Ainsi, combien d’enfants survivraient à un manque de jouets ? Combien d’adolescents ou d’adultes risqueraient de sombrer dans le désespoir sans l’indispensable cadeau connecté ? Combien de femmes oseraient paraître sans bénéficier des soins esthétiques vitaux ?

Je vous entends déjà : on te voit venir, avec ton sermon moralisateur : Noël défiguré par la frénésie de consommation. Un Noël dépouillé, sans repas copieux, sans sapin, sans cadeaux, c’est tout ce à quoi on aurait droit ? Déjà qu’on doit subir toute une gamme d’interdictions…

D’accord, reprenons donc les attentes répétées à l’envi : « Il faut se réinventer » ! Changer n’est pas si aisé que cela. Pourtant l’attente est ancienne. « Changez de comportement, reprenez une autre route, sinon vous courez à votre perte » disait déjà Jésus. Plus qu’un conseil : il s’offrait lui-même comme chemin de vie pour nous, quitte à y laisser la sienne. Et il est bien allé jusque-là.

Depuis, il ne cesse d’appeler : « Je me tiens à la porte et je frappe. Si quelqu’un entend ma voix et ouvre la porte, j’entrerai chez lui, je mangerai avec lui et il mangera avec moi » (Apocalypse 3.20). Le voilà donc le Noël réinventé : c’est bien sa venue que nous fêtons, n’est-ce pas ? Alors, confinés à Noël, seuls ? Mais non ! Préparons une belle table décorée, mijotons de bons plats, habillons-nous avec soin… Jésus se réjouit d’avance de fêter Noël avec nous.

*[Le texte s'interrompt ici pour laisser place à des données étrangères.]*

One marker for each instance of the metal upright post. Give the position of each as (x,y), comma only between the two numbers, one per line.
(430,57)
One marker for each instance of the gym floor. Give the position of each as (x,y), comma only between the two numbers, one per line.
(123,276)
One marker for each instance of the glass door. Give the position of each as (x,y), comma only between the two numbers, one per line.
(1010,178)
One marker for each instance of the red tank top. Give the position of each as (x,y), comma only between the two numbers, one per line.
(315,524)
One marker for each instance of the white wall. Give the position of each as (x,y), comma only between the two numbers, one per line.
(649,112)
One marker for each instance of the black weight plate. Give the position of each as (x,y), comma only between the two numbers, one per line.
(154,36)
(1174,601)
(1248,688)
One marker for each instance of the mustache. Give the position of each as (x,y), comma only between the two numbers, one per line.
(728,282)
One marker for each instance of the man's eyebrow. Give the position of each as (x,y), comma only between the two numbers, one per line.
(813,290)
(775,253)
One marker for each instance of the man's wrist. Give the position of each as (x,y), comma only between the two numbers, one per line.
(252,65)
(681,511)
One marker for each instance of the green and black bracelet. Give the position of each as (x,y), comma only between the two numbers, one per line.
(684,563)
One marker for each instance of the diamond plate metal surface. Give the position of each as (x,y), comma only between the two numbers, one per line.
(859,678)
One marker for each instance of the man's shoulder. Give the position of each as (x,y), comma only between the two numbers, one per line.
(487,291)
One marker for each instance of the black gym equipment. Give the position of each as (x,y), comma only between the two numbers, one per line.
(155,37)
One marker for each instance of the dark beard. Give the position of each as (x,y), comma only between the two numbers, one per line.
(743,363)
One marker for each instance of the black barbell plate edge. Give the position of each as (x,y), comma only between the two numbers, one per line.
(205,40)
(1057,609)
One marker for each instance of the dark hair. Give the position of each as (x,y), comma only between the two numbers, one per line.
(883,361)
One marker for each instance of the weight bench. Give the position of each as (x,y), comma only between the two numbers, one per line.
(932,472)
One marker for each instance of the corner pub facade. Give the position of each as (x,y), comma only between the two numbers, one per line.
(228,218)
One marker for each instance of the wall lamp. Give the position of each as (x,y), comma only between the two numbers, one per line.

Quand Jésus promet quelque chose, il le tient. Si nous le laissons entrer, il s’attablera avec nous comme un ami. D’ailleurs il a toujours aimé les bons repas. Ce sera aussi un moment de conversation amicale et joyeuse alimentée par ses propres paroles, rapportées par les auteurs des évangiles. Bonne table et échanges bienfaisants, nous aurons fait davantage que sauver un Noël… confiné.